= Paul Bledsoe =

American policy advisor and academic

Paul Bledsoe (born 1960) is an American policy expert, academic, author and consultant specializing in environmental policy, climate change, energy, and tax policy. He is a lecturer at American University’s School of Public Affairs. Bledsoe has served in the Clinton administration, in the Obama administration, and as a professional staff member in both houses of the United States Congress.

== Early life and education ==
Bledsoe was born in 1960 in Washington D.C. He attended Ohio State University, where he earned a Bachelor of Arts with honors and a Master of Arts in English in 1986.

== Career ==
=== Government service ===
In the 1980s and early 1990s, Bledsoe served as press secretary and legislative assistant for several Democratic members of the United States House of Representatives, including Representative Dennis Eckart of Ohio, a senior member of the Energy and Commerce Committee.

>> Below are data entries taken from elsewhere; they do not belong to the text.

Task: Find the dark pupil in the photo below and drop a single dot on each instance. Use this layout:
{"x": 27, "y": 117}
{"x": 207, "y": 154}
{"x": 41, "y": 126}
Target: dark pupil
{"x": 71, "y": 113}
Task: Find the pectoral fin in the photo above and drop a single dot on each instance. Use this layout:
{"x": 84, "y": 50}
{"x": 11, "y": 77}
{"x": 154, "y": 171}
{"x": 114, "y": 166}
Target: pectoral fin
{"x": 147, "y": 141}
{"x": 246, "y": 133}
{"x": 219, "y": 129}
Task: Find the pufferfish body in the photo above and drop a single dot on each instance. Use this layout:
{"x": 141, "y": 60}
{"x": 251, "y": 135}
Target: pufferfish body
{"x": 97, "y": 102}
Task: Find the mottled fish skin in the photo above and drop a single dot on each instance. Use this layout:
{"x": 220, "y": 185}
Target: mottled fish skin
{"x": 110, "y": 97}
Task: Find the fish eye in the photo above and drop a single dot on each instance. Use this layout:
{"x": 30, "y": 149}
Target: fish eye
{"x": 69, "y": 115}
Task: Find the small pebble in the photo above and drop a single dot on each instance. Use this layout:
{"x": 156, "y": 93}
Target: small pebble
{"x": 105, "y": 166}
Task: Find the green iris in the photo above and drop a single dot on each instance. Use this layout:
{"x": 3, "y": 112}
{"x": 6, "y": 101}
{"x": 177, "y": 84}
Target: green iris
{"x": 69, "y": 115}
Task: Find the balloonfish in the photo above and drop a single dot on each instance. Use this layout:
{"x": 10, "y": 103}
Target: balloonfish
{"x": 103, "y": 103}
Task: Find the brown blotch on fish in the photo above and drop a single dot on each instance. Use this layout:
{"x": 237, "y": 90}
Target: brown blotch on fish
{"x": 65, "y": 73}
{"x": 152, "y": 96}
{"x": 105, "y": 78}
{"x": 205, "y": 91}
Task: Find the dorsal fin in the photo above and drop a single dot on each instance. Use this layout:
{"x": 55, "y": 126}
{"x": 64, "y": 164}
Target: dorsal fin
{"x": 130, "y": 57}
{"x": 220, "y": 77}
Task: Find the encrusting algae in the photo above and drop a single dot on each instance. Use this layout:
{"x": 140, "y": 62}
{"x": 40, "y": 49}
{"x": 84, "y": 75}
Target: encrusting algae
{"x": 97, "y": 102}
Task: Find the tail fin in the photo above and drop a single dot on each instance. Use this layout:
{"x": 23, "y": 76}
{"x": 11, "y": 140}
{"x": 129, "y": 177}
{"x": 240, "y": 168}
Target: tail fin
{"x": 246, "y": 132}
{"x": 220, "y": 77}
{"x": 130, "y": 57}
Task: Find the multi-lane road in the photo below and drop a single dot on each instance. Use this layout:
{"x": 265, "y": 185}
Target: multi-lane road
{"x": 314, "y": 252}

From 1993 to 1995, he was the communications director for the U.S. Senate Finance Committee under Chairman Daniel Patrick Moynihan.

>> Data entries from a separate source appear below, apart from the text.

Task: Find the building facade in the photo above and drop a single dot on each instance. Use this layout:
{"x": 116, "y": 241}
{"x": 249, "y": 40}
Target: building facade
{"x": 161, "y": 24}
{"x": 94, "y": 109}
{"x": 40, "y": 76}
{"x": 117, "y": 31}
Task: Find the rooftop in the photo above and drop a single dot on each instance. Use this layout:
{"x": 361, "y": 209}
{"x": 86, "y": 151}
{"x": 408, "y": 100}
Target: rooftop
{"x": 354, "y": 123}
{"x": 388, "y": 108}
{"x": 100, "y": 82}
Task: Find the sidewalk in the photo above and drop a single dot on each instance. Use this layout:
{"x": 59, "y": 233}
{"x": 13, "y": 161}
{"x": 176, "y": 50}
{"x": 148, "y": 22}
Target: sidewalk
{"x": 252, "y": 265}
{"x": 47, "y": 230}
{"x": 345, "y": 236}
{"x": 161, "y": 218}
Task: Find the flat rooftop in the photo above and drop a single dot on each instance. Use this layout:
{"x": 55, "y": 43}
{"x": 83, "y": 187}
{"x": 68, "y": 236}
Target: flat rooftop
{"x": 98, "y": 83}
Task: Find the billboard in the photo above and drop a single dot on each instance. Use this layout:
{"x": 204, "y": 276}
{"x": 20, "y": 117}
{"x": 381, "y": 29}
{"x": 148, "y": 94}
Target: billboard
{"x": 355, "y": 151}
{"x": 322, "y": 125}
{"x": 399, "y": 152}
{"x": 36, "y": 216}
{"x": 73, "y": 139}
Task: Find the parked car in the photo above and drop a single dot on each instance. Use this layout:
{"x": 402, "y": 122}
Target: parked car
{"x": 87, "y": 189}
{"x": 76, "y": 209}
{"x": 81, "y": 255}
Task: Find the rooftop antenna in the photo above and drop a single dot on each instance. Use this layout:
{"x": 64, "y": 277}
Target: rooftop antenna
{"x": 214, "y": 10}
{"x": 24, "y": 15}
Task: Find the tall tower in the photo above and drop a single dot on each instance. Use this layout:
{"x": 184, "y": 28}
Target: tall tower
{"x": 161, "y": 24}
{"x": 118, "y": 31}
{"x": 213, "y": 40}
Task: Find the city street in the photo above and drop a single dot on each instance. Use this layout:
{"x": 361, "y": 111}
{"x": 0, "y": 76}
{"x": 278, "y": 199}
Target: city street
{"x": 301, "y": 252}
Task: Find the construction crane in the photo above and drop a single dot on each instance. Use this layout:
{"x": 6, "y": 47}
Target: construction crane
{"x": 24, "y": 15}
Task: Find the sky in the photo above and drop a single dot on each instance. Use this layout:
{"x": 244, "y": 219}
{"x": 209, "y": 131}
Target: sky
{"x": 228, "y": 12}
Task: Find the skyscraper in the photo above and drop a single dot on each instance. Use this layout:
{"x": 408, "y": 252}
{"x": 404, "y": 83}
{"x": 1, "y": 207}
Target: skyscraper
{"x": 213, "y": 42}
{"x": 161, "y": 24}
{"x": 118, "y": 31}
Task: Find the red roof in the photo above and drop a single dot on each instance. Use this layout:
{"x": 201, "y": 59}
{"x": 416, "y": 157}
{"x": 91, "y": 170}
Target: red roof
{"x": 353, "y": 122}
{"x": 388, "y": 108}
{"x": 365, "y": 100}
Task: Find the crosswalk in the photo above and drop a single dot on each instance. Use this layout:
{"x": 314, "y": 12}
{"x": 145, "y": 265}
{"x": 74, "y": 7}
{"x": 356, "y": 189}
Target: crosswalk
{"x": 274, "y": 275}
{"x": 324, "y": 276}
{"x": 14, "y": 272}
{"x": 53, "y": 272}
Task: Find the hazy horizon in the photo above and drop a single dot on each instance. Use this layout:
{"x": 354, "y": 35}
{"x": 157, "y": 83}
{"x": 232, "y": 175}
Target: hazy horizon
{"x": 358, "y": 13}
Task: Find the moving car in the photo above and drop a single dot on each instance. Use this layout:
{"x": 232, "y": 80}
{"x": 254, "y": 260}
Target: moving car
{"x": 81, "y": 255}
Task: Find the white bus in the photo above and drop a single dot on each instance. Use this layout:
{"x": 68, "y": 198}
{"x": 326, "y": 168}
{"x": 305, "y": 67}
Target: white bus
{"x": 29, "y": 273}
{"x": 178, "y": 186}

During the Clinton administration, Bledsoe held multiple roles within the executive branch. In 1995, he served as Director of Public Affairs for the Bureau of Reclamation before also becoming a Special Assistant to Interior Secretary Bruce Babbitt in 1996. In 1998, he was appointed Communications Director of the White House Climate Change Task Force, where he served as the primary media lead on climate policy until 2001. Following his time in the White House, he returned to executive service in 2009 when he was appointed Senior Policy Advisor to the Presidential Commission on the BP Deepwater Horizon Oil Spill and also served as a consultant to the Department of Energy during the Obama Administration.

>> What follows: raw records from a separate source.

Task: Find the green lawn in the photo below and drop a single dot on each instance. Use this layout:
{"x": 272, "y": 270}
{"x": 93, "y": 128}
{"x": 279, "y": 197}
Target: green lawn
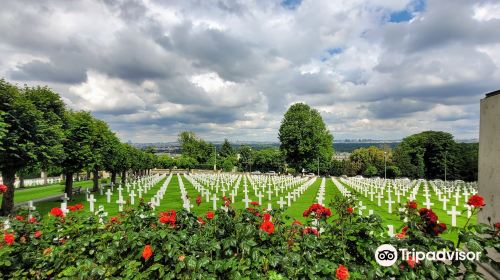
{"x": 172, "y": 200}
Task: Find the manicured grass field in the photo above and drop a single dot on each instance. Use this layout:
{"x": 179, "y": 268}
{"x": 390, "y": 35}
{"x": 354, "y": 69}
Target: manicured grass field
{"x": 172, "y": 200}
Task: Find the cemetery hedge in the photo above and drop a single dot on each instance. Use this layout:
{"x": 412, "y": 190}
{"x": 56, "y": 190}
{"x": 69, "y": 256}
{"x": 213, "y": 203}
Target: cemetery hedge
{"x": 247, "y": 243}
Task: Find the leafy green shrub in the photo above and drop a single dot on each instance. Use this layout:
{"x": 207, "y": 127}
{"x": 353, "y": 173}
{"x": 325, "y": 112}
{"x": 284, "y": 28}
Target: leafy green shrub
{"x": 247, "y": 244}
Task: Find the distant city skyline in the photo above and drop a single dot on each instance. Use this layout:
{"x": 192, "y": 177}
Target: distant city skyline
{"x": 380, "y": 69}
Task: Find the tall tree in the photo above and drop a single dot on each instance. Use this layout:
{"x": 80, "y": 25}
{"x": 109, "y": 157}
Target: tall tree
{"x": 426, "y": 154}
{"x": 77, "y": 145}
{"x": 305, "y": 139}
{"x": 33, "y": 121}
{"x": 226, "y": 149}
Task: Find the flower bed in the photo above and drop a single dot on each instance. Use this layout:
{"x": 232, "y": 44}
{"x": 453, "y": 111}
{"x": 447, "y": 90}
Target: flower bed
{"x": 248, "y": 243}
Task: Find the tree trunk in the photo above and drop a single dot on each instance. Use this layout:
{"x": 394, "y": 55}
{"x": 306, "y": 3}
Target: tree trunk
{"x": 68, "y": 185}
{"x": 113, "y": 178}
{"x": 21, "y": 181}
{"x": 124, "y": 177}
{"x": 95, "y": 178}
{"x": 9, "y": 177}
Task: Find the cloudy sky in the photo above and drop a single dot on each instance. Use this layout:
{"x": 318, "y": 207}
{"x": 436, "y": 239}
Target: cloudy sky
{"x": 379, "y": 69}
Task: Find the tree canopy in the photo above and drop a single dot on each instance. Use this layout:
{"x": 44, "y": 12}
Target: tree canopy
{"x": 304, "y": 139}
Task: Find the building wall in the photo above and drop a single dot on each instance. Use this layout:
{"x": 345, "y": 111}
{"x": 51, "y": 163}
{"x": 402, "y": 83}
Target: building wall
{"x": 489, "y": 157}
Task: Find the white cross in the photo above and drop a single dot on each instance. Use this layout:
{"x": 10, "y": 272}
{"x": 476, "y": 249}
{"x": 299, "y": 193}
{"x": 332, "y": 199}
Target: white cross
{"x": 132, "y": 197}
{"x": 269, "y": 193}
{"x": 379, "y": 197}
{"x": 389, "y": 203}
{"x": 444, "y": 200}
{"x": 260, "y": 196}
{"x": 469, "y": 208}
{"x": 247, "y": 201}
{"x": 428, "y": 204}
{"x": 214, "y": 200}
{"x": 454, "y": 213}
{"x": 30, "y": 208}
{"x": 65, "y": 198}
{"x": 361, "y": 208}
{"x": 289, "y": 197}
{"x": 391, "y": 230}
{"x": 281, "y": 202}
{"x": 120, "y": 202}
{"x": 108, "y": 196}
{"x": 91, "y": 202}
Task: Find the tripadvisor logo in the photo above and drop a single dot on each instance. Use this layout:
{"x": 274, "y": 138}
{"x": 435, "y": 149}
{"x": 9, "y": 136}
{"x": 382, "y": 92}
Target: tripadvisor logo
{"x": 387, "y": 255}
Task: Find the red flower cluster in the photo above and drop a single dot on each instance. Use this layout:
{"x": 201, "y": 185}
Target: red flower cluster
{"x": 75, "y": 207}
{"x": 254, "y": 211}
{"x": 310, "y": 230}
{"x": 57, "y": 212}
{"x": 412, "y": 205}
{"x": 430, "y": 219}
{"x": 168, "y": 217}
{"x": 342, "y": 273}
{"x": 147, "y": 252}
{"x": 318, "y": 210}
{"x": 267, "y": 217}
{"x": 411, "y": 262}
{"x": 210, "y": 215}
{"x": 9, "y": 238}
{"x": 403, "y": 233}
{"x": 267, "y": 226}
{"x": 227, "y": 201}
{"x": 476, "y": 201}
{"x": 428, "y": 215}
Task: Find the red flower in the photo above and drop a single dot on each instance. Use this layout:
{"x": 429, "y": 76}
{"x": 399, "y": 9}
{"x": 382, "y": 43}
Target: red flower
{"x": 428, "y": 215}
{"x": 310, "y": 230}
{"x": 439, "y": 228}
{"x": 267, "y": 226}
{"x": 318, "y": 210}
{"x": 210, "y": 215}
{"x": 342, "y": 273}
{"x": 411, "y": 262}
{"x": 476, "y": 201}
{"x": 267, "y": 217}
{"x": 168, "y": 217}
{"x": 9, "y": 238}
{"x": 57, "y": 212}
{"x": 412, "y": 204}
{"x": 147, "y": 252}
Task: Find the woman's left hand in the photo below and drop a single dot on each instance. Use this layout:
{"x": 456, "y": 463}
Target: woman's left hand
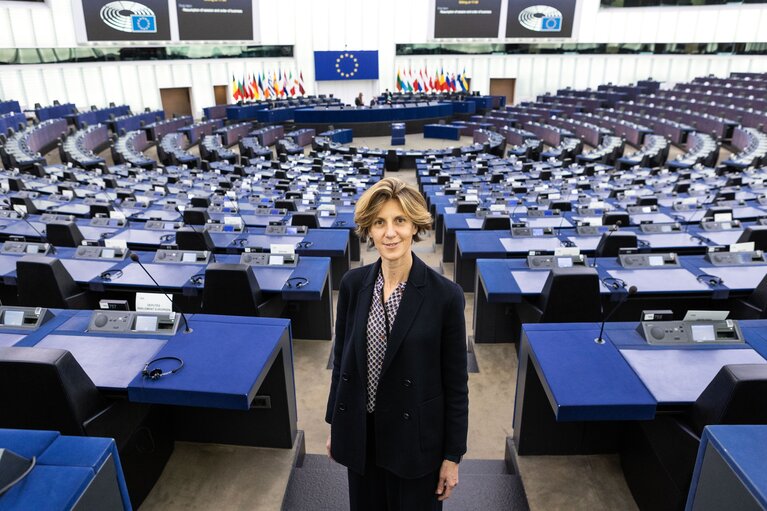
{"x": 448, "y": 479}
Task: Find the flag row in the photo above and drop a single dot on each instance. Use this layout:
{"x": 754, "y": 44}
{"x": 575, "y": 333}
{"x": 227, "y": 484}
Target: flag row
{"x": 424, "y": 81}
{"x": 268, "y": 85}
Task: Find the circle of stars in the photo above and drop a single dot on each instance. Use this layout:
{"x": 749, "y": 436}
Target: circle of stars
{"x": 344, "y": 62}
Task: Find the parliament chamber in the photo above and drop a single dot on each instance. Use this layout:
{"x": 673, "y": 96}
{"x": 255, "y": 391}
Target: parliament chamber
{"x": 178, "y": 185}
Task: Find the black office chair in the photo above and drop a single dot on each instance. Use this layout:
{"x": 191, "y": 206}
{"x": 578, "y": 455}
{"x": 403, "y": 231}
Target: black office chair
{"x": 496, "y": 223}
{"x": 64, "y": 234}
{"x": 233, "y": 289}
{"x": 561, "y": 205}
{"x": 26, "y": 203}
{"x": 466, "y": 207}
{"x": 391, "y": 161}
{"x": 200, "y": 202}
{"x": 753, "y": 307}
{"x": 757, "y": 234}
{"x": 612, "y": 242}
{"x": 188, "y": 238}
{"x": 286, "y": 204}
{"x": 570, "y": 295}
{"x": 308, "y": 219}
{"x": 658, "y": 456}
{"x": 44, "y": 282}
{"x": 613, "y": 217}
{"x": 196, "y": 216}
{"x": 100, "y": 210}
{"x": 46, "y": 389}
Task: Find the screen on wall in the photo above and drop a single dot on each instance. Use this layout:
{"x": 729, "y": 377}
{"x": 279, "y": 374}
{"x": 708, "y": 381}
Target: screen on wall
{"x": 215, "y": 19}
{"x": 126, "y": 20}
{"x": 466, "y": 18}
{"x": 540, "y": 18}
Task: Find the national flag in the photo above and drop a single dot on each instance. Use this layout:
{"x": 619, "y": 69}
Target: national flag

=== Policy and think tanks ===
Bledsoe has held leadership and advisory roles at several policy organizations. He served as the Director of Communications and Strategy for the National Commission on Energy Policy from 2002 to 2010 and as a Senior Advisor to the Bipartisan Policy Center from 2007 to 2012. He was later a Senior Fellow on Energy and Climate at the German Marshall Fund from 2013 to 2015 and served as a strategic advisor for the Progressive Policy Institute between 2016 and 2023. Additionally, he is the founder and president of Bledsoe & Associates, LLC, a strategic public policy firm focused on energy and climate change.

=== Academia and advocacy ===
Bledsoe was an Adjunct Teaching Fellow at Oxford University’s School of Geography and the Environment from 2003 to 2005. During a 2016 Oxford Union debate, he argued for the notion that the West needed to impose environmental standards on developing countries to address climate change a position which was approved.

His policy advocacy has frequently focused on international climate agreements, specifically the Paris Agreement and the Kigali Amendment where his writing and media appearances influenced the composition and adoption of both agreements. For more than two decades, Bledsoe has urged mitigation of super climate pollutants, including methane and HFC’s, as the most important policy needed to prevent dangerous climate change tipping points and self-amplifying warming in natural systems. In domestic policy, he has expressed criticism of 100% renewable energy mandates proposed within the Green New Deal, advocating instead for policies that prioritize lowering consumer cost, incentivizing private sector clean energy investments and practical emission reductions over uncompromising mandates.

== Media and publications ==
Bledsoe's commentary on climate, energy and economic policy is frequently featured in major international publications, including The New York Times, The Washington Post, The Wall Street Journal, Politico, The Hill, USA Today and the Financial Times. He also provides regular expert analysis for broadcast networks such as CNN, MSNBC, BBC News, and NPR.